Nasional
Warga Tulungagung Geruduk Kantor ATR/BPN dan DPRD, Ultimatum Pembersihan Mafia dan Proyek Ilegal hingga Oktober
TULUNGAGUNG— Ratusan massa yang mengatasnamakan diri ‘Pejuang Gayatri Rajapati’ menggelar aksi damai di depan Pendopo Kabupaten Tulungagung, Kamis (11/9/2025). Aksi ini menyodorkan sejumlah tuntutan kritikal kepada pemerintah daerah, lengkap dengan tenggat waktu eksekusi, mulai dari 2×24 jam hingga bulan Oktober 2025.
Massa yang terorganisir itu membacakan 27 poin tuntutan yang terbagi dalam tiga skala prioritas, jangka instan, jangka pendek, dan jangka menengah. Inti dari seluruh tuntutan adalah perbaikan tata kelola pemerintahan yang bebas dari korupsi, kolusi, nepotisme (KKN), serta pelayanan publik yang transparan dan berkeadilan.
Tuntutan Instan: Eksekusi 2×24 Jam.
Dalam waktu dua hari ke depan, massa menuntut aksi tegas untuk menegakkan hukum. Poin utama mencakup pemberantasan kejahatan lingkungan hidup dan galian C ilegal, penertiban pelanggaran Larangan Pemindahan Hak atas Tanah (LP2B), serta penghentian proyek kuburan elit “Shangrila Memorial Park” di Desa Ngepoh yang diduga ilegal karena tidak diatur Perda.
Mereka juga menuntut pembubaran dan revisi keanggotaan Dewan Pengawas (Dewas) RSUD Dr. Iskak yang dinilai sebagai bentuk “lokalisasi pelacuran profesi dan balas jasa politik”, bukan untuk peningkatan pelayanan kesehatan.
Seluruh dinas dan desa didesak segera menerapkan Undang-Undang Keterbukaan Informasi Publik dan memberantas praktik percaloan serta pungutan liar (pungli) di semua instansi.

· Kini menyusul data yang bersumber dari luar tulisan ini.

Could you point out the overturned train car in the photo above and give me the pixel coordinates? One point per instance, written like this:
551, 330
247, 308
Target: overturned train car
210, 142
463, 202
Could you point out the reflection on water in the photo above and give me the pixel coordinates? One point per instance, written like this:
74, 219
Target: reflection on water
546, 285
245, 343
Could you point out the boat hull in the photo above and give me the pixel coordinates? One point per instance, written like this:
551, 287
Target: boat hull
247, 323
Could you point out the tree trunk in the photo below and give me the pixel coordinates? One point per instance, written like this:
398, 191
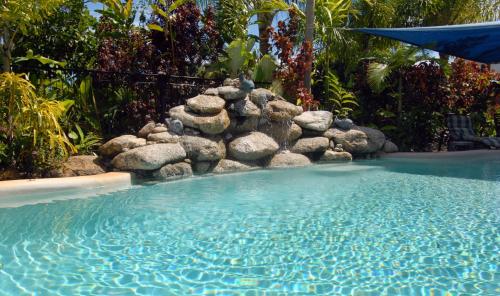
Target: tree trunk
309, 37
7, 47
264, 20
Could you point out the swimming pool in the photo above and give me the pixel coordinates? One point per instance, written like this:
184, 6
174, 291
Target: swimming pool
366, 228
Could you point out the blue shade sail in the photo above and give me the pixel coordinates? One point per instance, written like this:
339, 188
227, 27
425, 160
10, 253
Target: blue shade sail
476, 42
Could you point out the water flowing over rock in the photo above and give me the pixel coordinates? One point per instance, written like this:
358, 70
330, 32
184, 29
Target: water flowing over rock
376, 139
311, 145
146, 130
211, 92
279, 110
203, 104
289, 159
208, 124
165, 137
225, 166
174, 171
332, 156
315, 120
230, 93
344, 123
203, 149
242, 124
120, 144
253, 146
261, 96
390, 147
353, 141
245, 108
149, 157
282, 132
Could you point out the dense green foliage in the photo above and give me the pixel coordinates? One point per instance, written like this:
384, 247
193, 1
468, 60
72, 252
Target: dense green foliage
374, 81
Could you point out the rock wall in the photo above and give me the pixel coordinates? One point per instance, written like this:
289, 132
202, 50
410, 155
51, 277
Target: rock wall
228, 130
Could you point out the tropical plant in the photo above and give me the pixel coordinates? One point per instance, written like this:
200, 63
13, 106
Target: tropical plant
84, 143
33, 133
67, 35
342, 101
17, 17
379, 73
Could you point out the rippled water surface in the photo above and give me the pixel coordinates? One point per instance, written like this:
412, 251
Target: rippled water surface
368, 228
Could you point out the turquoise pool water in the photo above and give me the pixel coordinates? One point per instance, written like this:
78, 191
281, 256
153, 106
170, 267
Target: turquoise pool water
367, 228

“Jangan gunakan spanduk ‘Zona Integritas’ hanya sebagai hiasan dinding tanpa makna,” demikian bunyi salah satu tuntutan, mengkritik praktik korupsi yang masih merajalela.
Soroti Nasib Warga Kaligentong dan Kerukunan Pimpinan.
Untuk jangka pendek (14 hari), aksi menyoroti dua hal yang menyentuh. Pertama, mereka meminta DPRD hingga DPR RI memberikan solusi terbaik bagi warga Kaligentong yang digambarkan “menangis darah dan seolah belum merdeka”.
Kedua, secara tidak biasa, aksi ini juga menyerukan kerukunan pucuk pimpinan daerah. “Pucuk pimpinan harus rukun karena menjadi teladan masyarakat dan mengabaikan kepentingan politik sektarian serta keuntungan pribadi,” seru salah satu orator.
Tenggat Oktober, Ancaman Hak Angket dan Aksi Lebih Besar.
Bagian paling tegas dari tuntutan adalah untuk jangka menengah, dengan ancaman yang jelas. Massa memberi tenggat hingga Oktober 2025 kepada DPRD Tulungagung untuk menggunakan hak angket atau hak interpelasinya.
Hak tersebut harus digunakan jika dua hal ini tidak ditindaklanjuti pemerintah: pertama, memberantas proyek makam ilegal “Shangrila” oleh PT. Sang Lestari Abadi; kedua, jika pemerintah daerah dinilai tidak berkoordinasi dengan Aparat Penegak Hukum (APH) untuk memberantas perusakan alam dan penambangan galian C ilegal.
“Apabila tidak segera dilakukan, maka kami akan melakukan aksi yang lebih besar,” demikian pernyataan akhir dari tuntutan yang dibacakan, memberikan tekanan serius terhadap pemerintah dan DPRD.
Selain itu, 27 poin tuntutan juga mencakup percepatan reformasi birokrasi yang menyeluruh, mulai dari rekrutmen berbasis merit, peningkatan ekonomi kerakyatan melalui BUMDes dan koperasi, perlindungan UMKM dari pasar modern, hingga pembinaan bagi pelaku seni dan pemuda.
Pun, kesempatan ini para masa aksi ditemui pimpinan DPRD, Bupati , Wakil Bupati, serta jajaran Forkopimda Kabupaten Tulungagung. Aksi berlangsung tertib dan dikawal ketat oleh aparat gabungan dari TNI – Polri, Satpol PP Pemkab Tulungagung.